Certain high-level nursing activities require the specialized education, judgment, and licensure of a Registered Nurse and can never be delegated to an LPN or UAP. These non-delegable tasks are the core components of the nursing process, involving independent professional judgment and decision-making.

The RN exclusively performs the initial and ongoing comprehensive patient assessment, as this requires synthesizing complex data to determine the patient’s overall status. Formulation of the nursing care plan, which involves setting goals and designing interventions, is also non-delegable. The RN cannot delegate the final evaluation of the patient’s response to care, which requires determining if the plan is effective and requires modification.

Patient education that involves interpreting data or developing a teaching plan cannot be delegated, though an LPN or UAP may reinforce teaching already provided by the RN. Tasks requiring sterile technique, such as central line maintenance, or the administration of medications by specific high-risk routes, like intravenous push, are also restricted from delegation.

Accountability and Supervision

The concept of accountability in delegation establishes that the Registered Nurse remains legally and professionally answerable for the overall patient care. When an RN delegates a task, they transfer the responsibility for the performance of that task to the delegatee, but accountability for the delegation decision and the outcome remains with the RN. This means the delegator is accountable for ensuring the Five Rights were appropriately considered before the task was assigned.
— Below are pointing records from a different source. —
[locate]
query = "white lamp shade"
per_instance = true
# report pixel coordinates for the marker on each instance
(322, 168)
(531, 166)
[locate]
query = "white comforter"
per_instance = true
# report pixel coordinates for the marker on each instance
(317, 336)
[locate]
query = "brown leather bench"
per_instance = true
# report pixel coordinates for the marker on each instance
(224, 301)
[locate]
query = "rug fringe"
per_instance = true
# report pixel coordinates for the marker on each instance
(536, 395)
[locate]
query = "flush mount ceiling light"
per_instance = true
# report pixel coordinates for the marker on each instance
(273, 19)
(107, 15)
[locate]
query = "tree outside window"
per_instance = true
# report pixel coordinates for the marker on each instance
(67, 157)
Supervision is the mechanism through which the RN fulfills this ongoing accountability, requiring continuous monitoring and intervention as needed. The RN must provide accessible support and be ready to step in if the delegatee encounters difficulty or if the patient’s condition unexpectedly changes. Documentation of the delegated task, the delegatee’s performance, and the patient’s response is a mandatory part of the RN’s accountability. Failure to properly supervise, document, or intervene exposes the delegating RN to potential legal and ethical consequences.